Friday, January 22, 2016

Mortgage Guideline Tip - Converting Your Current Home Into A Rental Property (Qualifications)

I have many potential home buyers looking to convert their current home into a rental property so they can buy a new home.  The first thing a lender will ask is "why are your looking to do this?" Typically,  there are 2 reasons:
  1. Not enough equity in your current home to sell
  2. Looking to grow future wealth

Underwriting guidelines have changed over the past few years for this type of transaction.  When the economy went thru a downturn in 2008, many homeowners were telling banks that they were converting their home into a rental and as long as they showed the underwriter a lease, the mortgage obligation would be offset by rental income which would allow them to buy a new home.  
As soon as this home buyer was in their new home the rental property would become delinquent and finally foreclose on.  This was happening throughout the country, rapidly.  The reason this was happening was due to declining values and homeowners could not sell without taking a loss.  This forced the mortgage industry to change guidelines.  

At that point there were two categories a buyer could fall into.  One category was a buyer who had less than 30% equity and one that had more than 30% equity.  The two categories had different requirements for the borrowers.

Other mortgage guideline policies are now in place that adequately address credit history, rental income, and assets.  This has allowed Fannie Mae to change their requirements associated with converting a principal residence to a second rental. 

There are no longer two categories of buyers.  Now all buyers utilizing a Fannie Mae loan. who would like to convert their current home into a rental property are subject to the following guidelines:
  1. Have a signed, one year minimum, lease agreement with a tenant
  2. There has to be proof of the security deposit in your account
The rule still stands that 75% of the rental income will be used to offset the monthly payment.  When current lease agreements are used, the lender must calculate the rental income by multiplying the gross rent(s) by 75%. The remaining 25% of the gross rent will be absorbed by vacancy losses and ongoing maintenance expenses.

If you have questions about converting your current home into a rental, my team and I be happy to help! 

Friday, January 15, 2016

Mortgage Guideline Tip - The Big Decision...Rate Locks

It's all about risk.  Between the times you start your application and the time you close your  loan, interest rates will do what they always do - change.  At times, the rate of change is exceptionally volatile, even from one minute to the next.  "Locking in" your interest rate protects you from the risk of rising rates.  It's just like purchasing an insurance policy.



Risk is not a one-way street, though.  Protecting yourself from rising rates means your transfer that risk to the lender.  In turn, lender must purchase "hedges" to prove protection.  These are financial instruments such as U.S. Treasury Bonds whose values move in the opposite direction of rates.  A hedge can be expensive, and just like other forms of insurance, longer policy periods cost more.

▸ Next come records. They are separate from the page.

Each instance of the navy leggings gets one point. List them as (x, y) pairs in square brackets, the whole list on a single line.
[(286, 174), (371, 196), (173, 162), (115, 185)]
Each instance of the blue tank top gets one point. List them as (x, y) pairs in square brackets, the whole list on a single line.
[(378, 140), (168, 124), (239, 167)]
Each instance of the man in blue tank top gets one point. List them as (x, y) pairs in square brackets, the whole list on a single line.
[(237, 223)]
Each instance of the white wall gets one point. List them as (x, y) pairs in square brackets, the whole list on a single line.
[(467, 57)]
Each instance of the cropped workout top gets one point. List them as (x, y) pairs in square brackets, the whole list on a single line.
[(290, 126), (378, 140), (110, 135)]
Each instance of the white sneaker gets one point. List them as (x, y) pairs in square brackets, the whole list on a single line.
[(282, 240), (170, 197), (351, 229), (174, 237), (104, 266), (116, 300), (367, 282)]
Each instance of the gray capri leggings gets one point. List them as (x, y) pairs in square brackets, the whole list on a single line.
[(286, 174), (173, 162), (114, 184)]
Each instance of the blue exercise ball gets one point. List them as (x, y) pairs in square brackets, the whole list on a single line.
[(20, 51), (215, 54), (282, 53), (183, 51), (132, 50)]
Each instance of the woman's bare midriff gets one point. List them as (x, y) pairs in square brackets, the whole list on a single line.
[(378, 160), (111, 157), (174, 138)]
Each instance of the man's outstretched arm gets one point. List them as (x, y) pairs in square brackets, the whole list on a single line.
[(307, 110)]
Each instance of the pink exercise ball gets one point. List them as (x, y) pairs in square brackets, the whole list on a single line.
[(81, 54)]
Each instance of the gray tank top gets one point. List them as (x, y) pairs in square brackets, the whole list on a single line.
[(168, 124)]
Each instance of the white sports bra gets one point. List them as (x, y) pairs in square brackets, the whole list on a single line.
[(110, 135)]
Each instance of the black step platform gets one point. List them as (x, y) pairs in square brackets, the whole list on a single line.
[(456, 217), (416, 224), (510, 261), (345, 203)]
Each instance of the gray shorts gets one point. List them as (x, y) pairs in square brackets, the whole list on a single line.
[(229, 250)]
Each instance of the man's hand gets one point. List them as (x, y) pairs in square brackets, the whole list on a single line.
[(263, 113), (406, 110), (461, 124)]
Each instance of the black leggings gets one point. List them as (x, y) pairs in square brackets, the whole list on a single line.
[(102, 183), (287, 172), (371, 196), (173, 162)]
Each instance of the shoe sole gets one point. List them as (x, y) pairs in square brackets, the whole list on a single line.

As a result, longer locks have higher costs, which are reflected in the cost of your loan.

Risk varies based on the type of loan.  Before you decide whether to avoid or pay the premium for a longer lock, take into account the kind of loan you are considering.  Different loan types may have less volatility in the rate from week to week.  For example, an adjustable rate loan may be tied to a slow moving index rather than the day to day market.  

No one knows with absolute certainty what interest rates will do during your application and approval process.  One thing is certain: Your loan has to be locked before it can close.  For many, the decision is better made based on personal comfort rather than skill in predicting the markets.  If you will be most comfortable knowing your safely locked in, then a longer lock may be less stressful than taking your chances on getting a better rate later.